Skylar dove their raider away from the ships chasing them, executing a neat outside loop and emerging behind the trio of Klodfon ships.

"I didn't know these ships were that maneuverable," Jenna remarked as she fired on her targets, destroying another raider.

"Neither did I," Skylar returned. The ship jerked as it slowed. "They must be worse pilots than we thought."

Jenna blasted another ship to fragments. "Either that, or their instruction manual skipped the chapter on 'Creative Combat Maneuvers' written by Captain Skylar."

Glen shook his head in amazement. “We’re about to get blasted into a cloud of dust and you two have nothing better to do than make jokes?”

“Yeah, well, joking about it is better than crying,” Jenna said, blasting the fourth ship.

“You doing okay back there?” Skylar asked.

“I’m managing,” Glen replied.


“Hanging on, Captain,” her cheerful voice replied.

The last Klodfon ship turned tail and ran toward the planet below them.

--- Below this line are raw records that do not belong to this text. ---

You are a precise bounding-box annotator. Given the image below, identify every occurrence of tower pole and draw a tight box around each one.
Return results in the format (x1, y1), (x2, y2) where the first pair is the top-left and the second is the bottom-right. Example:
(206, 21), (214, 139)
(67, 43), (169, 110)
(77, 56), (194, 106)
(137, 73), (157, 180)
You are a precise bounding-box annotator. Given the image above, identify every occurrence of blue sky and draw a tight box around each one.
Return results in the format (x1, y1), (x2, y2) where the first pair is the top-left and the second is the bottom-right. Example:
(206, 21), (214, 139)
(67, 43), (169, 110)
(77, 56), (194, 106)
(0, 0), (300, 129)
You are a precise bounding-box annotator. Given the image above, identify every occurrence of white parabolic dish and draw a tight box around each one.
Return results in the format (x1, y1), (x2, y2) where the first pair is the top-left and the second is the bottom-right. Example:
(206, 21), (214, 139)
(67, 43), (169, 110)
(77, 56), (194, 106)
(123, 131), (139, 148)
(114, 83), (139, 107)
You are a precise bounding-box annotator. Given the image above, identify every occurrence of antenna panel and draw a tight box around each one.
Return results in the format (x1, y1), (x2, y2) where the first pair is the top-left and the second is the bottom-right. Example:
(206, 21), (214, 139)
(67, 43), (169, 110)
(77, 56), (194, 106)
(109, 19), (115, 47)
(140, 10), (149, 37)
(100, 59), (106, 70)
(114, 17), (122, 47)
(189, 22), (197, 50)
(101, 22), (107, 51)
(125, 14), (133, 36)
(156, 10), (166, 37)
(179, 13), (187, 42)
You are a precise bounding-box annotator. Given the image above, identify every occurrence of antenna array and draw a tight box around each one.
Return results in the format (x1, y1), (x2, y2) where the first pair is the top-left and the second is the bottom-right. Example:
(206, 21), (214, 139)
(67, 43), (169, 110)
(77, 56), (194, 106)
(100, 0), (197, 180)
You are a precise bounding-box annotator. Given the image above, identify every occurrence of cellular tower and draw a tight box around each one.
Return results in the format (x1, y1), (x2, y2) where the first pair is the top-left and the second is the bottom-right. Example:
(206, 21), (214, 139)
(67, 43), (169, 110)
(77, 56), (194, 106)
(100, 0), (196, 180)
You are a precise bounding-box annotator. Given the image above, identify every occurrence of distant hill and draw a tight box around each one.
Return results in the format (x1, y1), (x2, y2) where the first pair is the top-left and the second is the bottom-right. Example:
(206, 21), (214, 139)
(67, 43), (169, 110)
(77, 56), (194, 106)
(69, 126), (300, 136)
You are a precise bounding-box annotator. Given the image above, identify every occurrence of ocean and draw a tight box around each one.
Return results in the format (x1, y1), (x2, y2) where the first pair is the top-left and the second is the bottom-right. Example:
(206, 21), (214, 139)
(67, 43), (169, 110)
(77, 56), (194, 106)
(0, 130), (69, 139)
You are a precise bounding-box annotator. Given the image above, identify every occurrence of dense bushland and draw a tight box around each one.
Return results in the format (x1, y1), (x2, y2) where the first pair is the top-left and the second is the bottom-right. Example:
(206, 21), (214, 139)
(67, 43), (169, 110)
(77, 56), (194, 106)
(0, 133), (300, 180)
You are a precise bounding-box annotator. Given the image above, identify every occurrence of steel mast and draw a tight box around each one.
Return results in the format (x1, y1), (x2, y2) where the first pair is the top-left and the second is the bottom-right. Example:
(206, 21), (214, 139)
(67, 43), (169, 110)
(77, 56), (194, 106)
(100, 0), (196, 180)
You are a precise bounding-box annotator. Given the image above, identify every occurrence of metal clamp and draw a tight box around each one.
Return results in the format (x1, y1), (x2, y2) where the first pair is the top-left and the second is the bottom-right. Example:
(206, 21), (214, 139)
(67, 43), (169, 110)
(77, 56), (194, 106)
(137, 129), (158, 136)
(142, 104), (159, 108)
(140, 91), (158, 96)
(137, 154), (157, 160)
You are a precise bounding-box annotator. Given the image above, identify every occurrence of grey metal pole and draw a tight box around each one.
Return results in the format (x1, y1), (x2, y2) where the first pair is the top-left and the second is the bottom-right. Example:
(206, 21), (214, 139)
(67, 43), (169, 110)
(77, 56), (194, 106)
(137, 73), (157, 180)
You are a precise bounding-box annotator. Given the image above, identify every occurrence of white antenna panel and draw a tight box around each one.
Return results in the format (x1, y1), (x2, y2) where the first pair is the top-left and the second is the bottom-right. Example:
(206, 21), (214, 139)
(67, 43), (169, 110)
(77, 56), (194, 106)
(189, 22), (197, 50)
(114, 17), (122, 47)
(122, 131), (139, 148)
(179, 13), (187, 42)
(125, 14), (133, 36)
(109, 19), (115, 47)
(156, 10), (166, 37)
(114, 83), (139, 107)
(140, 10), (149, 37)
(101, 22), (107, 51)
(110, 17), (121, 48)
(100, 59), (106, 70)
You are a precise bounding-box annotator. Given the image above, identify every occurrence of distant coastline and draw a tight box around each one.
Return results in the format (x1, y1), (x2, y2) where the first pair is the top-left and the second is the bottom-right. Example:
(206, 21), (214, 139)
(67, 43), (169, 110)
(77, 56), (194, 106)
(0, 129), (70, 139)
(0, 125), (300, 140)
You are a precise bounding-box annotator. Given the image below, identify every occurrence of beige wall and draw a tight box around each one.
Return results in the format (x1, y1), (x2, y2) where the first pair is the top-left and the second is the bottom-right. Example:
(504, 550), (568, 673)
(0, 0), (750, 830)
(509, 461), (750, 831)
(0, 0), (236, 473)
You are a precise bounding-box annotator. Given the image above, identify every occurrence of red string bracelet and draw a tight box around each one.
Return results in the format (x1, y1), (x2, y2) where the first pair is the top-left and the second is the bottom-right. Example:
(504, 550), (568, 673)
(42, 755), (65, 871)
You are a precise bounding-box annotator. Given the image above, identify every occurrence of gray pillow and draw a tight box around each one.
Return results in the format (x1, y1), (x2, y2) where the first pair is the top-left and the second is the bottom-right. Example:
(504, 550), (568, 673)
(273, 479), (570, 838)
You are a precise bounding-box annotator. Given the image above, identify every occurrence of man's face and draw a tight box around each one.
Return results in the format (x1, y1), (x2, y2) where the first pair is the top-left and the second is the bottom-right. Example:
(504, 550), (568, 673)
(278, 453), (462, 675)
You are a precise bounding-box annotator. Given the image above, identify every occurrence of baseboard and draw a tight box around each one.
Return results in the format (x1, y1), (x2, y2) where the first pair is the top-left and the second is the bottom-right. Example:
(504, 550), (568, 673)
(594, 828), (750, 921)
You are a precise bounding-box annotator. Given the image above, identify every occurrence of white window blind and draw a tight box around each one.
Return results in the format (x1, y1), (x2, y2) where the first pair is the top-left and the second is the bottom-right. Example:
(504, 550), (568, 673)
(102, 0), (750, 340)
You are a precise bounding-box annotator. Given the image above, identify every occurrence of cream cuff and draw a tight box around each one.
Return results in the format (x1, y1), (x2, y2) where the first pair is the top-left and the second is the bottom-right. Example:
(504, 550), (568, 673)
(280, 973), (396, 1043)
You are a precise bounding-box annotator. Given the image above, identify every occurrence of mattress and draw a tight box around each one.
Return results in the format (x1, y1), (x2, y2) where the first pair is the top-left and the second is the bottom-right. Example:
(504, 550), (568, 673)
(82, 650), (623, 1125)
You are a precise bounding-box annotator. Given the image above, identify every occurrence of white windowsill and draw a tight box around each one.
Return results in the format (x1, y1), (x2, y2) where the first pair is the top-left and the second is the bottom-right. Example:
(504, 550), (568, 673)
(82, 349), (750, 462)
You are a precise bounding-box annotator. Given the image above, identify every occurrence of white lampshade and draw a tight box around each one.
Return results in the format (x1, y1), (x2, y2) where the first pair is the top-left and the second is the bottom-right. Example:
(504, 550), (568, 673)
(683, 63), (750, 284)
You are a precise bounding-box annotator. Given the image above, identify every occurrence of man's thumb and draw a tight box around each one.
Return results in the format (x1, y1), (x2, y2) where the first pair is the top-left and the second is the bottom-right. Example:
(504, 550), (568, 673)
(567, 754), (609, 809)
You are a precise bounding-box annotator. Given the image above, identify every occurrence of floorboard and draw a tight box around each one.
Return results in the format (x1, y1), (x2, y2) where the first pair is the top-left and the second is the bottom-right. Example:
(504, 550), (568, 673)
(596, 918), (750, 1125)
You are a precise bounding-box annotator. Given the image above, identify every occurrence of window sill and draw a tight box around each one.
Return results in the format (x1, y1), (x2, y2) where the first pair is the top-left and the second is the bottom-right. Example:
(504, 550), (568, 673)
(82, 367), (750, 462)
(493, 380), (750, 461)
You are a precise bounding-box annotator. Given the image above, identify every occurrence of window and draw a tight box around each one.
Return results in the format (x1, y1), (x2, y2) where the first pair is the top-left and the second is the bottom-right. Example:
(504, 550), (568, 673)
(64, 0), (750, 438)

"He'll be back pretty soon with some of his friends," Skylar said. "Let's see if we can raise the Charys."

He searched the control panel and flipped a switch. “Automated distress signal on the Wyvern channel,” he commented to Jenna, “but I don’t see any other fleet frequency.”

This part of the battle over, and gravity restored to the ship, Lissanne untangled herself from the netting. Skylar turned to his rear passengers and gave Glen a reassuring smile. "Sorry we had to drag you along like this; I meant to drop you off at your campsite before we left."

The threat of imminent annihilation at least temporarily removed, Glen grinned back. "I don't mind. I wanted to see your spaceship anyway. Besides,” he said, "Hannah's not expecting me for a day or so." His voice then became more serious. "How will I get home?"

Skylar frowned and turned back to his controls. "I really don't know. We have to do something fairly soon, before we're out of range. Right now, that's the least of our concerns."

"You mean the one that got away?" Glen asked.

"That, too," Skylar agreed.

“That, 'too'? What else?" Glen’s voice was grave.

Jenna answered, her voice flat and serious. "Have you stopped to consider what the Charys is going to think when we come cruising up in a Klodfon ship?"

"I hadn't thought of that," Glen said, slowly. He grew very quiet as he sat contemplating the possibilities. He didn’t like the prospects those thoughts brought to his mind.